The art on the walls, exactly the same generic artwork you'd find on any hotel wall, from a Motel 6 to a Sandman Inn. And this - this is tragic, especially given the setting - the grounds, the line of mountains to the east, the school, if they'd hired a photographer they'd have had beautiful, pertinent art in all the rooms at a fraction of the price.
Walking around the resort, the tiles on the floor are breaking, the wallpaper is peeling, this was a hasty cosmetic renovation, to good effect but of no real substance.
Now to the meat of it. The Casino, a popular destination for locals - no table games, only the standard mindless banks of slot machines. The clubhouse restaurant is closed due to a "Shortage of Staff" - a sign everyone has seen out here, and so we're forced to eat in the Casino.
Their menu:
It is, without a doubt, the grimmest menu I've ever seen.
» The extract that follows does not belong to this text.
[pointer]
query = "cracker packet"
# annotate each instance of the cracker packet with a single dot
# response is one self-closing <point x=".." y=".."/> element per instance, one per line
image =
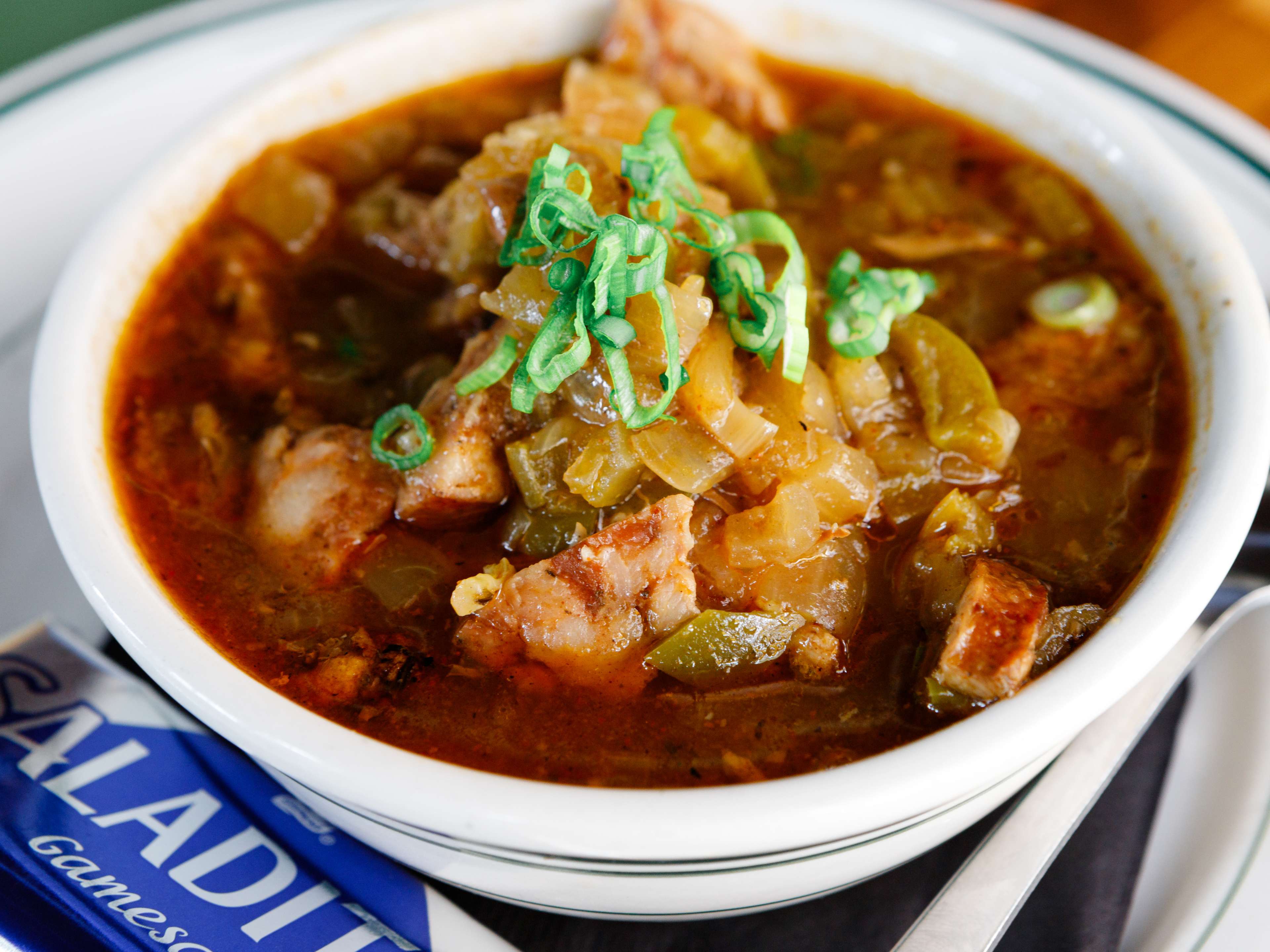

And, true to suspicions, there isn't a single item on it that is "prepared" in house - every fucking thing - EVERY FUCKING THING - from the hamburgers to the pasta and sandwiches - is taken out of a GFS box, heated and slammed onto a plate.
It's disgusting.
And the "shortage of staff"? Well, there's visible a couple of "Hospitality Students", from College of the Rockies, here serving.
They're doing a bunglefuck job.
This, given the jewel of the hotel, of the pastoral mountain setting and the immaculately groomed grounds and golf course, is beyond wrong.
***
Morning, I don't eat breakfast but the family does. In the clubhouse, again, nothing prepared fresh, bacon, pancakes, hashbrowns, scrambled eggs, all served lukewarm from chafing dishes. My rage builds.
***
This was a sign that goes a long ways towards explaining the "Staffing Shortage". Spotted in the Casino, posted where any customer could read.
It looks as if it were colored by a half witted kindergarten child. You know this was managements idea.
************************
Given the affluence of the clientele that come here, that have spent good money on the "buy in" to stay in their rooms, play the golf course, this is intolerable.
There should be a proper restaurant, with real food - well prepared, proper servers, not "students of hospitality" - none of these dumb-ass motivational posters, no cracking tiles, peeling wallpaper, generic art, this whole resort is the very model of how not to do hospitality. Top to bottom. If a fraction of the millions they spent renovating the residential school was spent building staff accommodations they would have no shortage of staff. And they can't argue a shortage of funds or space, it's a fucking golf course goddamn-it.
St. Eugene Golf Resort in Cranbrook. Just burn your money, don't encourage these clowns.